Per ora siamo ancora chiusi. Vedremo le decisioni del governo Canarie e spagnolo e ci muoveremo di conseguenza cercando di aprire e dare a tutti la possibilità di fare windsurf e surf nel nostro centro il prima possibile. Può darsi che per luglio/agosto si torni quasi alla normalità almeno in mare.

Vediamo che da qualche mese hai una compagna al tuo fianco? Ce la puoi presentare?
Hahaha. Si i social sono il mezzo più utilizzato in quarantena credo. Si chiama Blanca Alabau. È una foiler professionista spagnola di Tarifa dove appunto ci siamo conosciuti. Sorella minore di Marina, medaglia d’oro alle olimpiadi di Londra di RS:X. Quest’inverno è venuta ad allenarsi qui con me a Tenerife e siamo rimasti bloccati qui in quarantena insieme.

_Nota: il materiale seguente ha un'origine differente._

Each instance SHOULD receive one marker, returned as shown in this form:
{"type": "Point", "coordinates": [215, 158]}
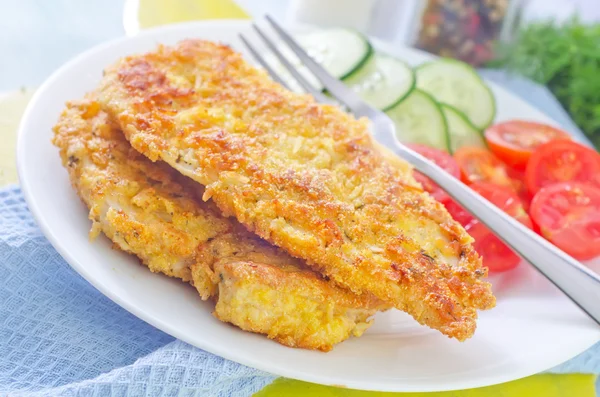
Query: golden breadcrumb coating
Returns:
{"type": "Point", "coordinates": [153, 212]}
{"type": "Point", "coordinates": [304, 176]}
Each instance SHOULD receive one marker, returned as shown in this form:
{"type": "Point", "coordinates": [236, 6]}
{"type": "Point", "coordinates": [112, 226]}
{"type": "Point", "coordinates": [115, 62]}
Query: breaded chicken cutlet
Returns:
{"type": "Point", "coordinates": [150, 210]}
{"type": "Point", "coordinates": [304, 176]}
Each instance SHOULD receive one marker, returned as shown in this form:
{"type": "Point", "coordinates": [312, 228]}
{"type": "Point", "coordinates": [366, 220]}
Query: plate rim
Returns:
{"type": "Point", "coordinates": [142, 314]}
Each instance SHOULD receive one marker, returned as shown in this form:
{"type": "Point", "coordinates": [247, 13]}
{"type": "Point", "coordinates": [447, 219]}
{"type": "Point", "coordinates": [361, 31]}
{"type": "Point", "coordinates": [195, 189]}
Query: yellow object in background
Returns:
{"type": "Point", "coordinates": [12, 106]}
{"type": "Point", "coordinates": [546, 385]}
{"type": "Point", "coordinates": [141, 14]}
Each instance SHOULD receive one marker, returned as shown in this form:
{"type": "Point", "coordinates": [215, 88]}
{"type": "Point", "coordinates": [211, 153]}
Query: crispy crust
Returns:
{"type": "Point", "coordinates": [304, 176]}
{"type": "Point", "coordinates": [153, 212]}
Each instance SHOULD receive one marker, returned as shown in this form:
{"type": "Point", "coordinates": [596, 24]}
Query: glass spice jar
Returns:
{"type": "Point", "coordinates": [467, 29]}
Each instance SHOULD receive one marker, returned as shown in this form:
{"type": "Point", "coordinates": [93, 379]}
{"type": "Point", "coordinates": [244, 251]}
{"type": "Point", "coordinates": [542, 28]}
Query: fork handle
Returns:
{"type": "Point", "coordinates": [578, 282]}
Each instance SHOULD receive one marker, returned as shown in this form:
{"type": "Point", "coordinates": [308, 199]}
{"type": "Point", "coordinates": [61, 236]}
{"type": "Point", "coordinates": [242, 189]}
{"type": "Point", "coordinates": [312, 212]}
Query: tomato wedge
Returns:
{"type": "Point", "coordinates": [568, 215]}
{"type": "Point", "coordinates": [444, 161]}
{"type": "Point", "coordinates": [496, 255]}
{"type": "Point", "coordinates": [514, 141]}
{"type": "Point", "coordinates": [480, 165]}
{"type": "Point", "coordinates": [505, 199]}
{"type": "Point", "coordinates": [562, 161]}
{"type": "Point", "coordinates": [518, 180]}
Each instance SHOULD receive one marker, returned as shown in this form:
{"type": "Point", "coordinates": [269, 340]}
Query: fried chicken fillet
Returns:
{"type": "Point", "coordinates": [150, 210]}
{"type": "Point", "coordinates": [305, 176]}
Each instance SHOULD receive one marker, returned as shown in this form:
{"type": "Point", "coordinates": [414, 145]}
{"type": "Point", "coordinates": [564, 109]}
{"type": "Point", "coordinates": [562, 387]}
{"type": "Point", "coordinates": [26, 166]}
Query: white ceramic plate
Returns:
{"type": "Point", "coordinates": [532, 329]}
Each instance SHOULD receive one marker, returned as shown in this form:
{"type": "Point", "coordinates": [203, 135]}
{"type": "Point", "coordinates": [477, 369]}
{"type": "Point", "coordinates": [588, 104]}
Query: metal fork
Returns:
{"type": "Point", "coordinates": [579, 283]}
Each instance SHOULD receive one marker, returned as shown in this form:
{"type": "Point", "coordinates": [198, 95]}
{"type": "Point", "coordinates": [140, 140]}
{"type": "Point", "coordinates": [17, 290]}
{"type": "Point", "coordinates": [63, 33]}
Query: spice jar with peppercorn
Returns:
{"type": "Point", "coordinates": [467, 29]}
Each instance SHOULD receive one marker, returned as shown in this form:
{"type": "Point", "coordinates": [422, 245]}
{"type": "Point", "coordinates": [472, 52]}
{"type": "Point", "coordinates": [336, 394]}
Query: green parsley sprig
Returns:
{"type": "Point", "coordinates": [566, 58]}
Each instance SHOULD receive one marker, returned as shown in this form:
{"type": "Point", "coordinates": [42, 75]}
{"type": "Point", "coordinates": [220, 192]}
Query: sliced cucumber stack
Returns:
{"type": "Point", "coordinates": [419, 119]}
{"type": "Point", "coordinates": [458, 84]}
{"type": "Point", "coordinates": [383, 81]}
{"type": "Point", "coordinates": [460, 131]}
{"type": "Point", "coordinates": [340, 51]}
{"type": "Point", "coordinates": [380, 80]}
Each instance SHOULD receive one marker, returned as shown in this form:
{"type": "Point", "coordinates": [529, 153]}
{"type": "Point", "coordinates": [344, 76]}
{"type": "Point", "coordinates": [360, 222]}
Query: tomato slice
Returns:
{"type": "Point", "coordinates": [496, 255]}
{"type": "Point", "coordinates": [562, 161]}
{"type": "Point", "coordinates": [480, 165]}
{"type": "Point", "coordinates": [518, 179]}
{"type": "Point", "coordinates": [514, 141]}
{"type": "Point", "coordinates": [568, 215]}
{"type": "Point", "coordinates": [505, 199]}
{"type": "Point", "coordinates": [444, 161]}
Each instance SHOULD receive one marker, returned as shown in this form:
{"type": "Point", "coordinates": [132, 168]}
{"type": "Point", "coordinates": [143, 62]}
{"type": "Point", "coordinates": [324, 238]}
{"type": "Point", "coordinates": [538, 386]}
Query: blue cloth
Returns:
{"type": "Point", "coordinates": [59, 336]}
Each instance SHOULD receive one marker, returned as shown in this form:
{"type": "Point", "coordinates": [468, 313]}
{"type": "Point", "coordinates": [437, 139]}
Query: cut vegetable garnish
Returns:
{"type": "Point", "coordinates": [342, 52]}
{"type": "Point", "coordinates": [568, 215]}
{"type": "Point", "coordinates": [419, 119]}
{"type": "Point", "coordinates": [480, 165]}
{"type": "Point", "coordinates": [442, 160]}
{"type": "Point", "coordinates": [514, 141]}
{"type": "Point", "coordinates": [383, 81]}
{"type": "Point", "coordinates": [458, 84]}
{"type": "Point", "coordinates": [461, 132]}
{"type": "Point", "coordinates": [562, 161]}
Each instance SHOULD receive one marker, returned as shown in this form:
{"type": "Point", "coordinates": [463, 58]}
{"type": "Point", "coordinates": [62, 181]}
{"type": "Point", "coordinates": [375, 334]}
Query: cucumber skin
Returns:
{"type": "Point", "coordinates": [446, 128]}
{"type": "Point", "coordinates": [372, 58]}
{"type": "Point", "coordinates": [412, 86]}
{"type": "Point", "coordinates": [370, 53]}
{"type": "Point", "coordinates": [463, 118]}
{"type": "Point", "coordinates": [439, 108]}
{"type": "Point", "coordinates": [477, 76]}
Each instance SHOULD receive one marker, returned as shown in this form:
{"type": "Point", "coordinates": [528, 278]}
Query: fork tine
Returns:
{"type": "Point", "coordinates": [303, 82]}
{"type": "Point", "coordinates": [334, 86]}
{"type": "Point", "coordinates": [263, 63]}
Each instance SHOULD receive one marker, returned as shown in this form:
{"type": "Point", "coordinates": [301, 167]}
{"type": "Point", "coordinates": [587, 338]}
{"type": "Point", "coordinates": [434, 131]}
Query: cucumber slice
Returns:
{"type": "Point", "coordinates": [460, 131]}
{"type": "Point", "coordinates": [340, 51]}
{"type": "Point", "coordinates": [419, 119]}
{"type": "Point", "coordinates": [458, 84]}
{"type": "Point", "coordinates": [383, 81]}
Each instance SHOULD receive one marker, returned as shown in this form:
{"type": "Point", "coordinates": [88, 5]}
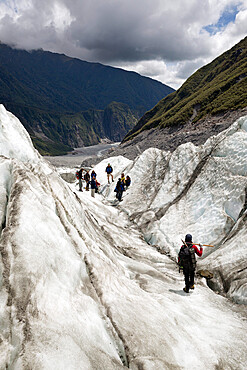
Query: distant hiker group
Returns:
{"type": "Point", "coordinates": [91, 181]}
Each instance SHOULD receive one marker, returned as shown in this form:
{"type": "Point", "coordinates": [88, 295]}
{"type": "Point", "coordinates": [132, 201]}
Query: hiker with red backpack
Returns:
{"type": "Point", "coordinates": [79, 177]}
{"type": "Point", "coordinates": [187, 261]}
{"type": "Point", "coordinates": [109, 171]}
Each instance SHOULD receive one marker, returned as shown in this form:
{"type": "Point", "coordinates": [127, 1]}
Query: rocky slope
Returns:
{"type": "Point", "coordinates": [208, 102]}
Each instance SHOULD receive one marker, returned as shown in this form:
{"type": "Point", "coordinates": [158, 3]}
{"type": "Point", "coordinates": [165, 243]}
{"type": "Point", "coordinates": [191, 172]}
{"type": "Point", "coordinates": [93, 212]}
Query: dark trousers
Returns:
{"type": "Point", "coordinates": [189, 276]}
{"type": "Point", "coordinates": [119, 195]}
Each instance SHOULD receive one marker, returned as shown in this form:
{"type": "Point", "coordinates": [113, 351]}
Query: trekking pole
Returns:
{"type": "Point", "coordinates": [204, 245]}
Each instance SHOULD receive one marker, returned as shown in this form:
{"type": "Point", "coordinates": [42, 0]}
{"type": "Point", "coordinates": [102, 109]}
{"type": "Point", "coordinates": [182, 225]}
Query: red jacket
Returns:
{"type": "Point", "coordinates": [198, 252]}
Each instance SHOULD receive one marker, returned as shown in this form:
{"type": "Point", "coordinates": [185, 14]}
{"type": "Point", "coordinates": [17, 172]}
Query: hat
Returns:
{"type": "Point", "coordinates": [188, 238]}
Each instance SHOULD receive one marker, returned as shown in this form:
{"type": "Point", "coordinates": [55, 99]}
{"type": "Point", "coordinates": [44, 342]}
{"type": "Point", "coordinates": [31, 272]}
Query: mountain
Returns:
{"type": "Point", "coordinates": [197, 110]}
{"type": "Point", "coordinates": [65, 102]}
{"type": "Point", "coordinates": [87, 283]}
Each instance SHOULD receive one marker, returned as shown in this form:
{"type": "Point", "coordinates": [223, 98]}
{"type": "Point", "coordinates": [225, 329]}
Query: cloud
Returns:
{"type": "Point", "coordinates": [157, 38]}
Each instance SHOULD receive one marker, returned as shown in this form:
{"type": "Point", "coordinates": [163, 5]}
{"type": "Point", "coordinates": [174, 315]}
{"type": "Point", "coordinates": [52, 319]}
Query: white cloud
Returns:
{"type": "Point", "coordinates": [159, 39]}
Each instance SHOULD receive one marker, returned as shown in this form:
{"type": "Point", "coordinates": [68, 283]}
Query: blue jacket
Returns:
{"type": "Point", "coordinates": [93, 184]}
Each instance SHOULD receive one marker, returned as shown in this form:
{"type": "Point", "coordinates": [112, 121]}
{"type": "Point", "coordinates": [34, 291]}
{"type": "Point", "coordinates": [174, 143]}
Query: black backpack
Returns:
{"type": "Point", "coordinates": [187, 256]}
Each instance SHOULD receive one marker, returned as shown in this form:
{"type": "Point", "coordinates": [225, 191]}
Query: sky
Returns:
{"type": "Point", "coordinates": [165, 40]}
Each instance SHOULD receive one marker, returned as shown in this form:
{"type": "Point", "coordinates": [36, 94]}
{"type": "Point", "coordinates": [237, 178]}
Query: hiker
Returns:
{"type": "Point", "coordinates": [122, 178]}
{"type": "Point", "coordinates": [187, 261]}
{"type": "Point", "coordinates": [93, 187]}
{"type": "Point", "coordinates": [93, 174]}
{"type": "Point", "coordinates": [87, 179]}
{"type": "Point", "coordinates": [79, 177]}
{"type": "Point", "coordinates": [109, 171]}
{"type": "Point", "coordinates": [119, 190]}
{"type": "Point", "coordinates": [97, 186]}
{"type": "Point", "coordinates": [127, 182]}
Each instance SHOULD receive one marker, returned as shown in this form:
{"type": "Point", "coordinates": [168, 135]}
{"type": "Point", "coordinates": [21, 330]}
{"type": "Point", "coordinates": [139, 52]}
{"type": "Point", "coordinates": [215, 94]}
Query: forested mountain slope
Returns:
{"type": "Point", "coordinates": [62, 101]}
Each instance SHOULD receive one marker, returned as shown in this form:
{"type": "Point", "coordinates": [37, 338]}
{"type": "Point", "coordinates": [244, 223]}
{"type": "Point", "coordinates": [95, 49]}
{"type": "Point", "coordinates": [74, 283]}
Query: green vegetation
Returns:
{"type": "Point", "coordinates": [215, 88]}
{"type": "Point", "coordinates": [66, 102]}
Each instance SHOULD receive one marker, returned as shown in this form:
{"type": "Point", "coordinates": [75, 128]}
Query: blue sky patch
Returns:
{"type": "Point", "coordinates": [229, 15]}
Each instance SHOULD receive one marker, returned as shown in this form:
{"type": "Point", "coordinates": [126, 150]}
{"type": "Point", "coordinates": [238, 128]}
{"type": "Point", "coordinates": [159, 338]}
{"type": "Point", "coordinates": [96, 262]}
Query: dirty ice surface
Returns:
{"type": "Point", "coordinates": [80, 287]}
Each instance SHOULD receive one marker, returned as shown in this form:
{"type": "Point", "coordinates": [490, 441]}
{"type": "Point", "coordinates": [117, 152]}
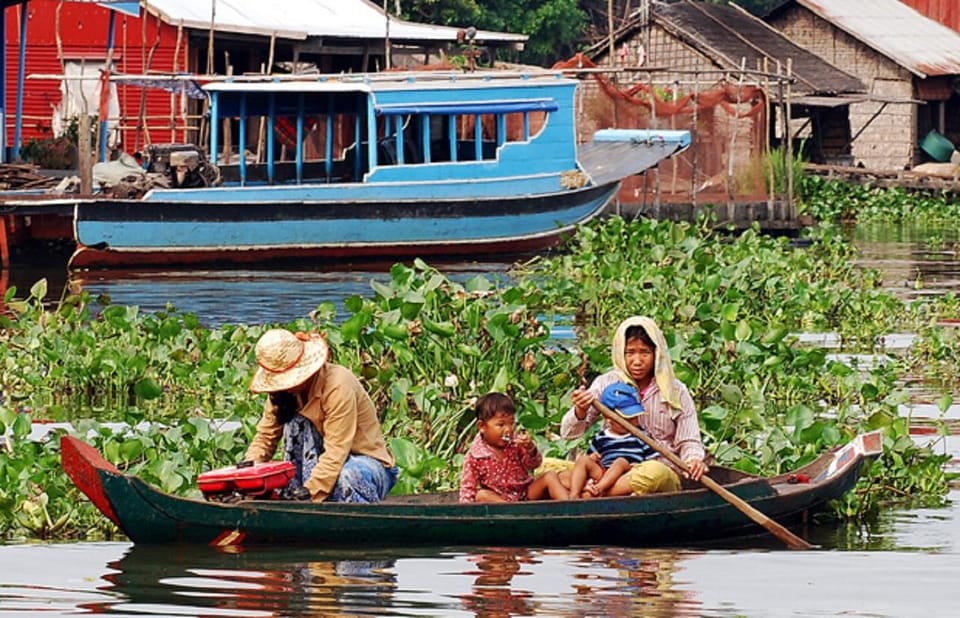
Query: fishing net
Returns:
{"type": "Point", "coordinates": [727, 120]}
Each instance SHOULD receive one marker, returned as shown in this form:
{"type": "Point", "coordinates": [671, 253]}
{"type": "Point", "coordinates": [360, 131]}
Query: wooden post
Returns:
{"type": "Point", "coordinates": [261, 134]}
{"type": "Point", "coordinates": [766, 134]}
{"type": "Point", "coordinates": [789, 135]}
{"type": "Point", "coordinates": [693, 140]}
{"type": "Point", "coordinates": [83, 154]}
{"type": "Point", "coordinates": [610, 41]}
{"type": "Point", "coordinates": [4, 249]}
{"type": "Point", "coordinates": [733, 139]}
{"type": "Point", "coordinates": [213, 15]}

Hai anche comprato una nuova casa a Tenerife?
No, ho già investito abbastanza tra qualcosa Italia e il centro qui e il windsurf non è come il calcio o altri sport popolari… Se ne avrò la possibilità magari in futuro prenderò qualcosa.

Il tuo sogno per il 2020?
Avere un’annata normale sinceramente e che la situazione in famiglia torni alla normalità. Sono anni che non mi posso lamentare della vita che faccio e il 2019 è stato un’altro anno incredibile sia dal punto di vista professionale che personale quindi mi “basterebbe” tornare alla normalità.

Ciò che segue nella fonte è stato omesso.